One game in particular, actually.
This game is my wife’s favorite board game, and it is one of mine, too. This game? It’s Carcassonne.
Originally published in the year 2000, it is still a regular sight on the shelf in your Friendly Local Game Store. It plays with 2 to 5 people and games usually run about 45 minutes.
The basic idea for the game is that you and the other players are building up towns, roads, monasteries, and farmlands in the medieval French countryside. Each of you is vying for power by building the biggest towns, the longest roads, complete monasteries, and the most bountiful farmlands. It may sound complicated, but the game is actually quite simple.
Here is the thing about Carcassonne – it is a board game where you build the board as you play. Each turn, you pull a random tile and have to place it strategically to get yourself the most points. Do you start a new city or build on one you’ve already started? Do you leave your neighbor’s city alone, or do you try to sneak in and share the points? Or, worse, do you try to take over the city? Or – most vexing for my wife – do you make the surrounding area so unusable that the player can’t even finish her city?
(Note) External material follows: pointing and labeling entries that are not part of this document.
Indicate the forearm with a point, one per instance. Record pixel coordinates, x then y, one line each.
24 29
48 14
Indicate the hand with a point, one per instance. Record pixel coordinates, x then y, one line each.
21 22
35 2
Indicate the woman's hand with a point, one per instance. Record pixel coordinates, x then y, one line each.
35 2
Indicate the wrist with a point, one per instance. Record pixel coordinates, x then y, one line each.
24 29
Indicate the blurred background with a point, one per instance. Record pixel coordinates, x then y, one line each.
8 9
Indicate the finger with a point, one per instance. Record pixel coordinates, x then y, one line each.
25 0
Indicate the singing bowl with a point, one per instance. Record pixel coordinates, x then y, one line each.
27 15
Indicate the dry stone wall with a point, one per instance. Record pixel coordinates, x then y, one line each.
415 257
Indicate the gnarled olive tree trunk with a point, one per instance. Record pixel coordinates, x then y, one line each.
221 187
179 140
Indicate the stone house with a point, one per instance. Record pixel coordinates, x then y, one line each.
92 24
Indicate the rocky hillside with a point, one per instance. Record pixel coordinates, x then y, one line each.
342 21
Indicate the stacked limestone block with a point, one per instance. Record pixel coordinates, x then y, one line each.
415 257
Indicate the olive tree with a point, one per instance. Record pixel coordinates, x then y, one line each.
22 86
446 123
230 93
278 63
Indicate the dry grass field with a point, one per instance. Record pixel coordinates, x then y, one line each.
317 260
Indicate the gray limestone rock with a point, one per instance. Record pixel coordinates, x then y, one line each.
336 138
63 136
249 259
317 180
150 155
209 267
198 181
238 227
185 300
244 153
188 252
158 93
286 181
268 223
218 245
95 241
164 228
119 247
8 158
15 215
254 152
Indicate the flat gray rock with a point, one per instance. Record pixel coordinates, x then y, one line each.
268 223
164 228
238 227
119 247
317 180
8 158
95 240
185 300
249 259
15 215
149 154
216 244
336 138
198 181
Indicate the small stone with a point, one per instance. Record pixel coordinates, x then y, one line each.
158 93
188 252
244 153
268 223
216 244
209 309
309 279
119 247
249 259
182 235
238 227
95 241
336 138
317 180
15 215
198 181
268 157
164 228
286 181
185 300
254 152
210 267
You only have so many ‘followers’ to use at any one time, so you can’t claim a new road, city, farm, or monastery every turn. Do you wait on that farmland? What if somebody snatches it up before you come back to it?
Maybe my favorite element of the game is the scoring. As you go through the game, it may look like there is a clear winner. The end of the game, however, triggers the final scoring that adds up everything that is unfinished (cities, roads, monasteries), and it finally scores the farmlands. It is at this moment in the game where I watched somebody in last place jump to first place and win the game. It isn’t like Monopoly where you go bankrupt and go watch TV while your friends finish the game.
Everyone is in the game until the very end.
If you’re curious, there are dozens of versions and expansions that give different kinds of gameplay. The base game is at rank 13 on BoardGameGeek.com’s Family Game Rank, if that tells you how fun this is. If you live in Marin County, you can easily get it through my favorite game store I’ve ever visited, Gamescape North, located on 4th St. (between B St. and C St.) in San Rafael. (No, I was not paid to include that in this post. I really do like that store that much.)
Have any of you played Carcassonne or something similar? What are your favorite board games?